In February 2018 regional representatives from ADEF met at the Cradle of Humankind in South Africa to discuss the potential of a doctoral network in teacher education. The Doctoral Network in Teacher Education in Africa (DNTEA) was conceptualized and the preliminary framework for DNTEA was designed. The founding members of the DNTEA was Irma Eloff (South Africa), Antonio Cipriano Goncalves (Mozambique), Amani Ibrahim Abed Elgafar (Sudan), Therese Tchombe (Cameroon), Alois Chiromo (Zimbabwe) and Hyleen Mariaye (Mauritius).

The founding members of DNTEA were invited to present a symposium at the WERA World Congress World Education Research Association]) in Cape town in August 2018. Subsequently, the group was also invited to present the development of DNTEA at the 11th Policy Dialogue Forum of the International Task Force on Teachers for Education 2030 in Jamaica, November 2018.
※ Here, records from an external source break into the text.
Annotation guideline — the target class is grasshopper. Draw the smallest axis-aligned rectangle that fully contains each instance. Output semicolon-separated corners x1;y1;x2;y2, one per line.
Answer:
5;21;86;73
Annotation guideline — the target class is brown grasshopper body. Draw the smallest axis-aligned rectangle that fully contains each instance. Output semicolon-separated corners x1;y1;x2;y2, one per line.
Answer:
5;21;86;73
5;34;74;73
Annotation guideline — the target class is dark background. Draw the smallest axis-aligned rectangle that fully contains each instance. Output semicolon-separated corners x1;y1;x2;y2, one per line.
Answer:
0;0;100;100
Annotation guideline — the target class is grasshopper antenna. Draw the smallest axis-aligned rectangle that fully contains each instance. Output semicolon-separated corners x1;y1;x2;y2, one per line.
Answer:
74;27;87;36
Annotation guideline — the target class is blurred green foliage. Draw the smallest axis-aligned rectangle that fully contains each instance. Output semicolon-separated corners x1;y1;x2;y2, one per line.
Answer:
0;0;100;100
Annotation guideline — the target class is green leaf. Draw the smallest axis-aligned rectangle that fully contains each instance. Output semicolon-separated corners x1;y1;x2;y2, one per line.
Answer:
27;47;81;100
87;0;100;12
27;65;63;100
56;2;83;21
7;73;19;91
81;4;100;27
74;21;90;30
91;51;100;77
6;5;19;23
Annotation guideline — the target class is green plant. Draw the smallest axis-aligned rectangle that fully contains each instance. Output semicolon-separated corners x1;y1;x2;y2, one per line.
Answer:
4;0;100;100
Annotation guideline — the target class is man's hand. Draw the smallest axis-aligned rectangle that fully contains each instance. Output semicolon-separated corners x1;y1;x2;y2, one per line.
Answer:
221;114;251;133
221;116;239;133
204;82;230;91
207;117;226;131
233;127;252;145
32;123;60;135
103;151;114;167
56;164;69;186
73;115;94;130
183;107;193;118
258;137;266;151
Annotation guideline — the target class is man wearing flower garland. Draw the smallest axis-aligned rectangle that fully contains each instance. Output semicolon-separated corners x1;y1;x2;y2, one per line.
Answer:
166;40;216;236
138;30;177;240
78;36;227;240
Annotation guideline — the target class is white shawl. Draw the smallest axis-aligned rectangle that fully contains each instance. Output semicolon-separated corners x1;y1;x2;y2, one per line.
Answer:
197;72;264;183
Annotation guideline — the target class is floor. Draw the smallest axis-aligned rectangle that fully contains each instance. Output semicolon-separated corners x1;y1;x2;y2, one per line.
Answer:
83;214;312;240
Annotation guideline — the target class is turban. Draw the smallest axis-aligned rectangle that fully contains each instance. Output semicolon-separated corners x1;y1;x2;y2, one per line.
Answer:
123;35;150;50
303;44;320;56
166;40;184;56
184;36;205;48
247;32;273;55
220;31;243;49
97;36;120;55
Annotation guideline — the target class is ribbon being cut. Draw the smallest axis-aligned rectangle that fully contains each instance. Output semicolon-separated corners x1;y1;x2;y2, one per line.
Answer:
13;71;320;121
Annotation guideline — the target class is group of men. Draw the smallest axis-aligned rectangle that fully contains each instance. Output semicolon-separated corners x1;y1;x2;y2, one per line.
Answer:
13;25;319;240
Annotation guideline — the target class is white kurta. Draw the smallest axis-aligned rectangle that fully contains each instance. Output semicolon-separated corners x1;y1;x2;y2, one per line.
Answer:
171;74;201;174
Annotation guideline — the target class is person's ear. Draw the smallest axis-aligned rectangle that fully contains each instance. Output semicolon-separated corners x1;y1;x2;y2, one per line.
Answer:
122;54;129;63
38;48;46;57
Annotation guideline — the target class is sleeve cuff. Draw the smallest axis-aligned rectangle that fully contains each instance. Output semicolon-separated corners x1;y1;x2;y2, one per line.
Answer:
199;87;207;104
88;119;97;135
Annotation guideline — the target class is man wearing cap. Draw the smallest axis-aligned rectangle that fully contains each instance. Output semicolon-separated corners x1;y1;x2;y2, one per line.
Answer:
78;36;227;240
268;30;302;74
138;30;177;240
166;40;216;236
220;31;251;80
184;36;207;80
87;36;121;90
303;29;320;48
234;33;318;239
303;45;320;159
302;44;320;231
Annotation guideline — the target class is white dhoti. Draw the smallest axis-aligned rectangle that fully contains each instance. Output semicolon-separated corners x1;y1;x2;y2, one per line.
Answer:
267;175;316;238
Under the leadership of prof Antonio Cipriano Goncalves, ADEF also contributed to discussions on quality education on various global platforms. At KAIROS, a global Working team for the Transformation of Education and Social Sustainability, ADEF contributed to online conferences and working policy documents. KAIROS is "committed to supporting and encouraging the changes that are urgently needed in education, for which we work with the authorities, management teams, researchers, teachers, students, communities and peoples of the world in response to the new challenges that education faces to be effectively a key factor of sustainable development", and predominantly works in the Global South. ADEF also presented at the Africa Federation of Teaching Regulatory Authorities (AFTRA) Conference in Maseru, 13–18 May 2019, speaking to African Ministers of Education about the Sustainable Development Goals

== UNESCO recognition ==
At the third ADEF meeting, participants decided that the ADEF needed to establish a more formal structure to represent all the regions of Africa. After the meeting, Dr Edem Adubra (Head of the Secretariat, International Task Force on Teachers for Education for All (EFA, UNESCO) informed Irma Eloff that the ADEF has been accepted as a recognised member of the UNESCO International Teachers Task Force (Education for All), and to serve as the voice of African deans on the platform. An interim steering committee was initiated with representatives from all the regions of Africa.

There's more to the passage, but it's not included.